Jorge Luis Borges, Fragmento de una conferencia dictada en la Universidad de Harvard en 1968. Traducción de Justo Navarro.


Cuando escribo intento ser leal a los sueños y no a las circunstancias. Evidentemente, en mis relatos (la gente me dice que debo hablar de ellos) hay circunstancias verdaderas, pero, por alguna razón, he creído que esas circunstancias deben siempre contarse con cierta dosis de mentira. No hay placer en contar una historia como sucedió realmente. Tenemos que cambiar alguna cosa, aunque nos parezca insignificante; si no es así, no nos consideramos artistas sino, quizá, meros periodistas o historiadores. Aunque imagino que los verdaderos historiadores siempre han sabido que pueden ser tan imaginativos como los novelistas. Por ejemplo, cuando leemos a Gibbon, el placer que nos causa es equiparable al de leer a un gran novelista. Después de todo, sabe muy poco sobre sus personajes. Me figuro que hubo de imaginar las circunstancias. Debió de pensar que había creado, en cierto sentido, la decadencia y caída del Imperio Romano. Y lo hizo tan maravillosamente que no necesito otra explicación.
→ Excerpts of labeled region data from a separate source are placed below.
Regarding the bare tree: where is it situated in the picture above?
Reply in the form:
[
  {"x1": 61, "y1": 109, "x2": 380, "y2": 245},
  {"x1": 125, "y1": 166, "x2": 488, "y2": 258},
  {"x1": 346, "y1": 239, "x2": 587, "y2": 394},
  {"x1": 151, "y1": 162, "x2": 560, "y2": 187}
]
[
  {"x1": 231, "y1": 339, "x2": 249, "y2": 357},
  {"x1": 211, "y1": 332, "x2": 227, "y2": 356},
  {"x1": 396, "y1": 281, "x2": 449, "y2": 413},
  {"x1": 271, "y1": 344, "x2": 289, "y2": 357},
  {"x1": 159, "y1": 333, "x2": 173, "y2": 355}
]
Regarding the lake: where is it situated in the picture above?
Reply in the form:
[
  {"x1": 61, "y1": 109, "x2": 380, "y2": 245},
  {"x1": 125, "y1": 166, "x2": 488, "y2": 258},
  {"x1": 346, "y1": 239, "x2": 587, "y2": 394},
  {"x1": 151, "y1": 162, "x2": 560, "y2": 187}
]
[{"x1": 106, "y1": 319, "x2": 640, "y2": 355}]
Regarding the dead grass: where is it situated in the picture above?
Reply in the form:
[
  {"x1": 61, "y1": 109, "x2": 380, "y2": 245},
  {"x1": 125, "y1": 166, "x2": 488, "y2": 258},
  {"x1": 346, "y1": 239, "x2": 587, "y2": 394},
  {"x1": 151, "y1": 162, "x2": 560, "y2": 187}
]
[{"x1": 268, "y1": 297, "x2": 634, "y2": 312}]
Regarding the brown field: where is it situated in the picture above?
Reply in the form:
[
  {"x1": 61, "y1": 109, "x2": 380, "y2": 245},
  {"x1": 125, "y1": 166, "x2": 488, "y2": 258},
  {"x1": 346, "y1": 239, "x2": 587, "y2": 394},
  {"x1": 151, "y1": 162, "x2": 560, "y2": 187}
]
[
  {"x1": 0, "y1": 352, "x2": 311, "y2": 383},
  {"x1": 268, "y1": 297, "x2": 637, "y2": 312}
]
Si tuviera que aconsejar a algún escritor (y no creo que nadie lo necesite, pues cada uno debe aprender por sí mismo), yo le diría simplemente lo siguiente: lo invitaría a manosear lo menos posible su propia obra. No creo que retocar y retocar haga ningún bien. Llega un momento en que uno descubre sus posibilidades: su voz natural, su ritmo. No creo que ninguna corrección superficial resulte útil entonces.

Cuando escribo, no pienso en el lector (porque el lector es un personaje imaginario), sino que pienso en lo que quiero transmitir y hago cuanto puedo para no malograrlo. Cuando yo era joven creía en la expresión. Había leído a Croce, y la lectura de Croce no me hizo ningún bien. Yo quería expresarlo todo. Pensaba, por ejemplo, que, si necesitaba un atardecer, podía encontrar la palabra exacta para un atardecer; o, mejor, la metáfora más sorprendente. Ahora he llegado a la conclusión (y esta conclusión puede parecer triste) de que ya no creo en la expresión. Sólo creo en la alusión. Después de todo, ¿qué son las palabras? Las palabras son símbolos para recuerdos compartidos. Si yo uso una palabra, ustedes deben tener alguna experiencia de lo que representa esa palabra. Si no, la palabra no representará nada para ustedes. Pienso que sólo podemos aludir, sólo podemos intentar que el lector imagine. Al lector, si es lo bastante despierto, puede bastarle nuestra simple alusión.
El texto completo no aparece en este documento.